Have negative integration tests
Let's have these tests for the 0.5 release.
[] Permission tests [] Typos and empty arguments
@chemistry-sourabh @apoorvemohan add more suff to this list that you think we are really important that are top priority. @pgrosu will be working on these.
@naved001 can you please elaborate more on the tests ? On the tests wise I advise having tests for raising specific exceptions in the code. Like for example ceph and hil raise some exceptions if something goes wrong.
Also giving wrong inputs like image which doesnt exist, node that doesnt exist, having duplicates, etc.
@chemistry-sourabh These smoke tests have to be done as part of the acceptance testing suite I'm building, in order to provide in the release documents specifically what we are supporting. We want to test race conditions of 2 or more users trying to provision the same node, or mistyping things. If we don't test then we will have to support it and we need to re-write BMI anyway this summer, and not get swamped with 0.5 PRs/issues.
@pgrosu
We want to test race conditions of 2 or more users trying to provision the same node, or mistyping things.
- 0.5-release is not intended to support parallel/concurrent BMI operations.
Could you please put a list of unsupported features? Otherwise we are testing for it, and we want the users to be told in the release documents.
I'm sorry that sounds a bit vague. We need to bound our support, otherwise we might be expected to support it. In any case, to not make a mountain out of a molehill we will write up tests, and based on those we can draft our release notes specifying the support we will provide for 0.5.
Limitations:
- Any features not exposed by BMI API's (existing dev branch) are not supported.

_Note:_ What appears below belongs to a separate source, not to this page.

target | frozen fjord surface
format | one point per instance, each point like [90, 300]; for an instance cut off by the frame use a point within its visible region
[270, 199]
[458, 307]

- Concurrent execution of BMI operations is not supported.
- BMI services needs to be deployed as "root" user.
- RHEL 7.2 based deployment is only supported.
- Default dnsmasq for RHEL 7.2 (version 2.66)
- iPXE for github master branch (https://github.com/ipxe/ipxe - commit id 356f6c1b64d7a97746d1816cef8ca22bdd8d0b5d)
- Only TGT iSCSI software supported - (github master branch of tgt - https://github.com/fujita/tgt - commit id 3c8c9e96b82d87a334b1d340fa29218b7b94f26d)
- Ceph client version 0.94.9-9 (and any compatible corresponding ceph backend)
@naved001 - can you add the HIL version number running in Enagage1 and NEU here.
How should we address the issue of recovery from crashes, failures and/or network partitions? As an example, if the sqlite database gets corrupted should we mention that rollbacks to ceph would need to be performed manually by the user? Is there a procedure of how they can recognize the snapshots and clones performed in their most recent session? Ideally the log can be used for reaching consistency.
- The current users will either be BMI team members or close collaborators (using/deploying BMI under the supervision of BMI team members). Any failure recovery is supposed to be done manually with the help of BMI team members.
- Once BMI will be redesigned (and is ready for public use), the users would either be using a publically available BMI service maintained by the BMI/MOC team or a private BMI service maintained by the user itself. So fault tolerance should be handled by the owner of the service.
- From what I understand, as code developers, we should be responsible for scalability, fault tolerance and high availability of BMI core components (Picasso, Einstien and DB) and not the "plugin components" that it will use (data store, network isolator, auth server etc. - provided by the BMI service owner). (Open to comments/suggestions - This is an important topic for discussion. We should open/start a separate discussion thread for it.)
@apoorvemohan the "root" user is not a limitation anymore.